Mt 24, 1-25 Über Zukunft der Welt

Vers 1 Tempelgebäude bewundert

Mt 24,1: ‭Und Jesus trat hinaus und ging vom Tempel hinweg. Und seine Jünger kamen herzu, um ihm die Gebäude des Tempels zu zeigen.

Zum Abschnitt Mt 24,1-25

In Matthäus 24,1–25 spricht Jesus über das kommende Gericht und das Ende der Zeiten. Die Jünger fragen nach den Zeichen seiner Wiederkunft. Jesus warnt vor falschen Messiasgestalten, Kriegen, Hungersnöten und Verfolgungen als Anzeichen des bevorstehenden Endes.
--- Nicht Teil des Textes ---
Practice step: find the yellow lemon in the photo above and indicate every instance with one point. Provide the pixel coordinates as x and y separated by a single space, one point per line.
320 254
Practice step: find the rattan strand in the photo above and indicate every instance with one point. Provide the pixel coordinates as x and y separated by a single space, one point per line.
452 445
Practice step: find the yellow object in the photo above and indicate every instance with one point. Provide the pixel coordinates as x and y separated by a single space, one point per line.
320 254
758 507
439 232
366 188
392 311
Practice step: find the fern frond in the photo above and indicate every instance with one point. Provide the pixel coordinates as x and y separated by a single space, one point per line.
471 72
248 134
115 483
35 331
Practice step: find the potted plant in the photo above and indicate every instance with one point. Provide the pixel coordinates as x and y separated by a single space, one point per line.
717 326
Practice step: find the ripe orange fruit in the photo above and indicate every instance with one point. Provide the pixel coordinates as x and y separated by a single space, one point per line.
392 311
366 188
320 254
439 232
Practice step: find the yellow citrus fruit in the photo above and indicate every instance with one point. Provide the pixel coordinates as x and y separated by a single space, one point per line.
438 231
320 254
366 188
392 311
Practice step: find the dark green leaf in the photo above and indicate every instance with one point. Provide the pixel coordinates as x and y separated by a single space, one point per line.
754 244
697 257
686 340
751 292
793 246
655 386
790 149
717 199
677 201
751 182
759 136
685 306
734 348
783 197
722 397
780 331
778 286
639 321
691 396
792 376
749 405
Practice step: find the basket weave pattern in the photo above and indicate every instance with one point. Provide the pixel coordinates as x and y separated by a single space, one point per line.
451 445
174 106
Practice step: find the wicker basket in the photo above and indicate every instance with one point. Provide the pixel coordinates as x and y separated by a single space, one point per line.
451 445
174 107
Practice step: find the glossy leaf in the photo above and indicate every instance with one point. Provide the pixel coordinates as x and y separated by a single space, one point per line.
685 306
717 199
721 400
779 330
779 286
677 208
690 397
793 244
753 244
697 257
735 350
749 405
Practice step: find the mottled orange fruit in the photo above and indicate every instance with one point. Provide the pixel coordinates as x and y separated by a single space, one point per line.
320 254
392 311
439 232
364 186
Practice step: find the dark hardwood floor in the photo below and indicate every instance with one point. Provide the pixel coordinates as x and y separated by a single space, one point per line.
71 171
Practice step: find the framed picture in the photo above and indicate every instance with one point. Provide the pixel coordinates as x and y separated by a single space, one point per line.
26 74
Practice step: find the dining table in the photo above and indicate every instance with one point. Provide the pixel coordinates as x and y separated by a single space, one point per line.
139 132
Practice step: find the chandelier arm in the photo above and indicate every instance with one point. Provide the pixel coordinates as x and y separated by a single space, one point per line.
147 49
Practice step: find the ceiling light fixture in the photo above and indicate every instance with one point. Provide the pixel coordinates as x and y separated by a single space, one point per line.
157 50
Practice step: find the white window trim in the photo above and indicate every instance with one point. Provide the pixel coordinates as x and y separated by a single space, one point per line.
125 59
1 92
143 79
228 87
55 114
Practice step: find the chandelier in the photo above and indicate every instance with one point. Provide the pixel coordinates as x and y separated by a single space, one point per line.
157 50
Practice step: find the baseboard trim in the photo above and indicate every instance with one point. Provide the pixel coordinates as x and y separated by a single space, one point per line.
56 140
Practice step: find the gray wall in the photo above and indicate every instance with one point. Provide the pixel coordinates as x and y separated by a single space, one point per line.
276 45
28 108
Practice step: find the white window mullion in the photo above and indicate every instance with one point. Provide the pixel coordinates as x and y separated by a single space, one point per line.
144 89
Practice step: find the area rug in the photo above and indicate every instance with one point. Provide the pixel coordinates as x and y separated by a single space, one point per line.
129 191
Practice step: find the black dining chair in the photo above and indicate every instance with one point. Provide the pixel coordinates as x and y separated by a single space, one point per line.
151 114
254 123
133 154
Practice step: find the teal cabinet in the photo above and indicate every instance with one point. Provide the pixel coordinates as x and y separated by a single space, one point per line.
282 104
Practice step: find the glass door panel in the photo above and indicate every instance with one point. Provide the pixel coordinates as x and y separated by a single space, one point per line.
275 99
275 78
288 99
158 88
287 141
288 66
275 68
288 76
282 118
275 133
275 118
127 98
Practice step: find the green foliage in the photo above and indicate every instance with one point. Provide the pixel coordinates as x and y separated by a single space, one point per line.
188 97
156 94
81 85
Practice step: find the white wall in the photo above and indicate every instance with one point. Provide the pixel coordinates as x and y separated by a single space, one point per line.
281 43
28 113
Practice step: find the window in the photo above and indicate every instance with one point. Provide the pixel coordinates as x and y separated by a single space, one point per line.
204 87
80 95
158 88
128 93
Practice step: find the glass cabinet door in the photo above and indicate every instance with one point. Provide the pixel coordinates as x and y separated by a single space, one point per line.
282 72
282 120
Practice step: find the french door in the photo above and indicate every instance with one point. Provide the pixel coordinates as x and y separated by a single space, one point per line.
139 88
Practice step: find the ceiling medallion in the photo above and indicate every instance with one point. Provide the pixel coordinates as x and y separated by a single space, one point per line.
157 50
Er betont, dass viele vom Glauben abfallen werden und die Gesetzlosigkeit zunimmt. Doch wer bis zum Ende standhaft bleibt, wird gerettet. Er verweist auf die „Greuel der Verwüstung“ (V. 15) als Warnsignal für große Drangsal, eine Anspielung auf Daniel.
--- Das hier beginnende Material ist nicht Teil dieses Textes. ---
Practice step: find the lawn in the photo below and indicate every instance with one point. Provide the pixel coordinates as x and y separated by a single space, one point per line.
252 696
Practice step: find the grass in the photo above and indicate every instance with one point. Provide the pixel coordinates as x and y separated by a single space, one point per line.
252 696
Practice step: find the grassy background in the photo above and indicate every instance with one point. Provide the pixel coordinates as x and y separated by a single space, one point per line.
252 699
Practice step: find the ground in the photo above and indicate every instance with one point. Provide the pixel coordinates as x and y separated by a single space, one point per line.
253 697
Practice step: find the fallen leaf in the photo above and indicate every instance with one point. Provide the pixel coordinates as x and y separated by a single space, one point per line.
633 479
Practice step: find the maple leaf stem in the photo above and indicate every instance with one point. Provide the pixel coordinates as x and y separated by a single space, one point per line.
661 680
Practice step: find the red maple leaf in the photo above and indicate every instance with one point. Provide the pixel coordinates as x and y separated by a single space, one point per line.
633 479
Die Gläubigen sollen wachsam und bereit sein, nicht auf falsche Propheten hören. Der Abschnitt mahnt zur Treue im Glauben und zeigt, dass Gottes Reich trotz aller Bedrängnisse siegen wird.

Frage: Wo fordert mich Jesu Mahnung zur Wachsamkeit heraus, und wie kann ich im Vertrauen auf Gottes Sieg Hoffnung bewahren?
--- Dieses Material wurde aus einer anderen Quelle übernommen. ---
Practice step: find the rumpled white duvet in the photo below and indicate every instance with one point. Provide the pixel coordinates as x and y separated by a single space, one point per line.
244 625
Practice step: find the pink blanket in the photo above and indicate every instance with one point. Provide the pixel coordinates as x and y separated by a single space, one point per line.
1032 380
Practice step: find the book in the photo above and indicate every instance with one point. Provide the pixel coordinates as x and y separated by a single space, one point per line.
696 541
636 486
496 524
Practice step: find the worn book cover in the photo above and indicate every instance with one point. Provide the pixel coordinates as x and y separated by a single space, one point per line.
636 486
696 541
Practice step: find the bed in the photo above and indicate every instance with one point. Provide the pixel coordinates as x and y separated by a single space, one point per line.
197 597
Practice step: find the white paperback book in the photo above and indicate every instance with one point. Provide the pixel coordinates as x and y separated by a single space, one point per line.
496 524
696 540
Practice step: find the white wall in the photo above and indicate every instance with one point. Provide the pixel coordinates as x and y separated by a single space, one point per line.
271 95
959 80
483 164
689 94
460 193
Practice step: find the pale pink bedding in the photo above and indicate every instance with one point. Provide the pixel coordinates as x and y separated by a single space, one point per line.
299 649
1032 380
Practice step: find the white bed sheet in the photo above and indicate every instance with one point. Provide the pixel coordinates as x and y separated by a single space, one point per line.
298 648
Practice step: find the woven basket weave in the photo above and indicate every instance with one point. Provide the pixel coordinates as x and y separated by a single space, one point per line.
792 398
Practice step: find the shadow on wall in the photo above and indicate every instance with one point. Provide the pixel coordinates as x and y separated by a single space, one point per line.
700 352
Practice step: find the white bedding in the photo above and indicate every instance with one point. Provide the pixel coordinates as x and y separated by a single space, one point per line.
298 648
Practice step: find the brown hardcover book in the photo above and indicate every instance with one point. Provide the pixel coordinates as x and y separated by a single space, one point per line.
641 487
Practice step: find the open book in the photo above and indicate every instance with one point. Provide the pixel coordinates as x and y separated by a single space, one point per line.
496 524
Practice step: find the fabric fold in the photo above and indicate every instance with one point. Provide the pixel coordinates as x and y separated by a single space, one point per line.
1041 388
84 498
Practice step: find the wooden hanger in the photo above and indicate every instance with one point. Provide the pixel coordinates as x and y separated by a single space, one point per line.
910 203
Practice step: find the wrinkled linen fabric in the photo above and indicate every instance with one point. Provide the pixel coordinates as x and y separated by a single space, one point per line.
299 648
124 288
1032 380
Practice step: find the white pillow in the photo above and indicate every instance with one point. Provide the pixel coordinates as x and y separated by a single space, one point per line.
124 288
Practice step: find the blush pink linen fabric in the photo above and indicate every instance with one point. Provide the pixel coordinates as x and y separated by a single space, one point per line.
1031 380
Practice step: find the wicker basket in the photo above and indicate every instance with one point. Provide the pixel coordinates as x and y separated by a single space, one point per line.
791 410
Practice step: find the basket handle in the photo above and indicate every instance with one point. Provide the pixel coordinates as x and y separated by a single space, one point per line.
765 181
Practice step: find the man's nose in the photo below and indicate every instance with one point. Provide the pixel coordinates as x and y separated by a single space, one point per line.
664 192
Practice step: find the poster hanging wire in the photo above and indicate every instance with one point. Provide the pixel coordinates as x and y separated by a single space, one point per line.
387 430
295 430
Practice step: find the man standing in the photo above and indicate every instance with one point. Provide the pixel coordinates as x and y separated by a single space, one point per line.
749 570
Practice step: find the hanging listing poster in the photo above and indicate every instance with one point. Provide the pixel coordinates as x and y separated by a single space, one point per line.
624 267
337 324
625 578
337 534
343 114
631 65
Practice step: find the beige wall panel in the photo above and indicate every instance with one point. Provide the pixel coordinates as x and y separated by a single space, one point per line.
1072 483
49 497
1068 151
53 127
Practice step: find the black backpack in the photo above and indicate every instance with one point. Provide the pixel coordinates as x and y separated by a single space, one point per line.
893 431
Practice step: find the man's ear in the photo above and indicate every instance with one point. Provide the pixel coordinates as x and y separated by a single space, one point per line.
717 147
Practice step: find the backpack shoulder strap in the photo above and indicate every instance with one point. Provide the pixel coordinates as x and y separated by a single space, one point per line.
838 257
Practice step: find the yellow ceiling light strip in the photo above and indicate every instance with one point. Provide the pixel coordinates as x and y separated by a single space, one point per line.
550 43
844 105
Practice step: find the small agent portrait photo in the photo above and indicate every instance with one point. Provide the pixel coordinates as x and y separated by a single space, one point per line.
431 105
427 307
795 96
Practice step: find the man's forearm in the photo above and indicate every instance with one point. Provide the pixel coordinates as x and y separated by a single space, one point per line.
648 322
Vers 2 Kein Stein bleibt auf dem anderen

Mt 24,2: ‭Jesus aber sprach zu ihnen: Seht ihr nicht dies alles? Wahrlich, ich sage euch: Hier wird kein Stein auf dem anderen bleiben, der nicht abgebrochen wird!

Jesus geht vom Tempel weg

Jesus würde nicht mehr mit den religiösen Führern streiten und nie wieder in seinem irdischen Dienst zum Tempel kommen. Mit Nachdruck ging Er hinaus und ging fort.

Prophezeiung

Etwa 40 Jahre, nachdem Jesus dies gesagt hatte, gab es eine weit verbreitete jüdische Revolution gegen die Römer in Palästina, und sie erfreuten sich vieler früher Erfolge. Aber schließlich schlugen römische Soldaten die Rebellen nieder. Im Jahr 70 n. Chr. wurde Jerusalem einschließlich des Tempels dem Erdboden gleichgemacht – genau wie Jesus es vorhersagte.

Zwei Tempel

Der Tempel in Jerusalem wurde zerstört.
Der Tempel seines Leibes dagegen konnte nicht zerstört werden.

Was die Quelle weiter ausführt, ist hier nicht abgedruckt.